世界経済評論IMPACT(世界経済評論インパクト)
「異次元」の子ども政策について考える
(静岡県立大学国際関係学部 講師)
2023.01.30
現在,日本では政策に異次元と名付けるのがちょっとした流行らしい。2023年1月の通常国会の施政方針演説で岸田文雄首相は,子ども政策について,「次元が異なる」,つまり異次元の政策を実行すると表明した。もちろん,異次元の元祖は日銀による金融緩和である。次に,異次元(次元の異なる)少子化対策を岸田政権が打ち出したことになる。その演説の中で,少子化対策について,3本の柱を述べた。1)経済支援の強化,2)子育てサービスの拡充,3)働き方改革の推進と制度充実である。この3本柱自体には,新鮮味がなく,これまで言われてきたことをまとめているという印象である。財源などの具体策もこれから策定するという。具体策が明らかにならないと明言できないが,おそらくこの3本柱もこれまで採用された多くの過去の少子化対策と同様に失敗する。つまり,出生率の上昇や出生数の増加には貢献しない。それは,過去の政策の検証をしないで,似たような政策ばかりを実施しているというだけではなく,政策や改革が成功するには,「異次元」という上からの大きなことではなく,現場という下からの小さなことから行うべきだからである。

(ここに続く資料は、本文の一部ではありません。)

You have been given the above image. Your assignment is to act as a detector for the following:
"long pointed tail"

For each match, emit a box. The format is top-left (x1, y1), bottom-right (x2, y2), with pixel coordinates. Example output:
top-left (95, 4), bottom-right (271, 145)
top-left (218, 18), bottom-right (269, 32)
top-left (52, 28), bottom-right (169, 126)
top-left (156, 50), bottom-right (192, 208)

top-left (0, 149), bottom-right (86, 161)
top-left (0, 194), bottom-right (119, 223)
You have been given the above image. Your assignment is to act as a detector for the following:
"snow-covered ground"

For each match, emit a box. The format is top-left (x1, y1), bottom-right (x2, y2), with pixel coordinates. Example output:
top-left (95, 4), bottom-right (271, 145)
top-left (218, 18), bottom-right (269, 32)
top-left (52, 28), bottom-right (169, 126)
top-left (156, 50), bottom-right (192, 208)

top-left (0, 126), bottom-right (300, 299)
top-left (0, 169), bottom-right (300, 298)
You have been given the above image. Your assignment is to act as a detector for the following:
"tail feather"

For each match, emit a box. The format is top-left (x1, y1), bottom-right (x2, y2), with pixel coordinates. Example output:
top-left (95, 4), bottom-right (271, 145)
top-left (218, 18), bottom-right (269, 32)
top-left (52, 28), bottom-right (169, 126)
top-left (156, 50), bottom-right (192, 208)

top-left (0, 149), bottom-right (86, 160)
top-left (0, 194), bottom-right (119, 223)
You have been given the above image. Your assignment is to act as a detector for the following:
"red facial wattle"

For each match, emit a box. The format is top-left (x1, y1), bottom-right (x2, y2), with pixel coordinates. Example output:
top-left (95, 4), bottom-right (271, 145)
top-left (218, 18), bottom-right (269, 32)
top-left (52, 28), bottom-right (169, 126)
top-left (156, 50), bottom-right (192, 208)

Banerjee and Duflo の“Poor Economics”,(翻訳書「貧乏人の経済学」)によると,ある政策や改革が成功するには,上からの視点ではなく,下からの視点が必要である。さらに,政策や改革の失敗の原因として,思想(イデオロギー),無知や惰性を,成功の要因として,明確性,具体性,信頼を挙げている。
“Poor Economics”は途上国の貧困層に焦点を当てた本であるが,そこでの話は日本などの先進国の場合を考えるときにも役に立つ。これを踏まえて考えると,少子化対策の目標である出生率の上昇や出生数の増加はおそらく達成できない。それは,この異次元の対策は過去の多くの対策と同様に,行政や官僚などの上からの視点で考えられており,現場である下からの視点が抜けている。柱の一つである子育てサービスの拡充については,労働環境の過酷さから離職者を防ぐために,保育士の給与を上げたいとか,こども園や保育園における教員配置基準を見直して,保育士を手厚く配置したいという下からの要望が満たされていないことからも明らかである。さらに,下から見れば,自分たちの要望が通らないということは,対策を実施する政府への信頼が低下することを意味する。また,過去の失敗した少子化対策の検証をすることなく,惰性でほぼ同じような政策を採用している。
この異次元の少子化対策は成功するには,過去の対策の検証も欠かせないが,従来の発想を捨てて,下からの細かい小さいことから変えていくことが重要である。子どもに関わる現場の視点から見て,小さいことからより良い方向に変えていく対策を積み重ねていく。このような政策は明確かつ具体的であり,それが累積して,最終的には信頼も築かれる。そして,政策や対策の目的が達成される。つまり,ここから分かる教訓は,悪魔は細部に宿るのである。